That raises the question, what does the Hurd kernel use timsort for?


In your example of reversing decreasing runs, you dropped a 9.


Thank you so much!


another minor typo:

> do the merging as soon as possible to exploit the run that the run just found is still high in the memory hierarchy

s/run/fact/ if I'm reading correctly

for the python timsort, the original source code is here: https://svn.python.org/projects/python/trunk/Objects/listobj..., although porting it to idiomatic python definitely seems nontrivial


Also, it looks like the pypy implementation is here: https://bitbucket.org/pypy/pypy/src/default/rpython/rlib/lis...



Oops, thanks! That's much better. Not sure why I stumbled on the svn link first.


Are there benchmarks available for this kind of algorithm? If you come up with a fast sorting algorithm how would you go about making a case it's faster than currently used ones on real world data?


You can go back and read the mailing list archives to see the benchmarks that were used by Python devs to decide on using Timsort: https://mail.python.org/pipermail/python-dev/2002-July/threa...

You can also read Tim Peter's notes about the sort: https://bugs.python.org/file4451/timsort.txt

That was back in 2002, so there's certainly been a lot of scrutiny since then. In particular, I've never actually read about Java sorting benchmarks, but there are tremendously sophisticated benchmarking tools/benchmarking experts in the Java world, so I imagine that it got a lot of analysis there.


It's worth noting that Java doesnt exclusively use Timsort. Depeding on the data type and heuristics based mostly on the size of the input array, a simpler sort such as counting sort may be use.

You can find a more detailed summary at:

https://stackoverflow.com/a/41129231/149138


Cool find. I'd never actually realized that.


I'd hope people using it wouldn't have chosen it unless they had measured performance -- doubly so if the switched to it from something else.

On the other hand, common third-party benchmarks may not be useful for measuring these sorts of improvements, which take advantage of common input distribution biases. "Real world workloads" is really too much of a simplification -- people sort all shapes and sizes of data.

When JS engines started getting fast(er), every engine made their own preferred benchmark because they said existing ones didn't adequately show the real-world gains their engines were providing.

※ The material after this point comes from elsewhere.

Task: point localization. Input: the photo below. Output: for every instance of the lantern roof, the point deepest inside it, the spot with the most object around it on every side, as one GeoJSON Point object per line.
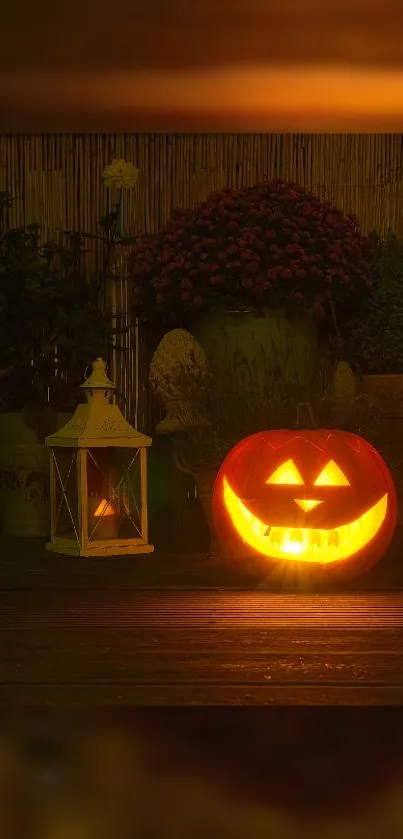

We shouldn't be reflexively cynical about that. If they have made good-faith measurements, it is likely that old benchmarks were "unrepresentstive" in some way. Again, "real world benchmarking" is hard, and that applies just as much to yesterday's benchmarks as today's.


Probably more than you can shake a stick at: https://www.postgresql.org/message-id/CAEYLb_W%2B%2BUhrcWprz... :)


I wrote a personal benchmark suite specifically to compare the Javascript port of Timsort to my own 'pet' Javascript sorting module 'Barsort.js' which was specialised to sorting Numbers, while Timsort also does strings quickly and takes custom comparators.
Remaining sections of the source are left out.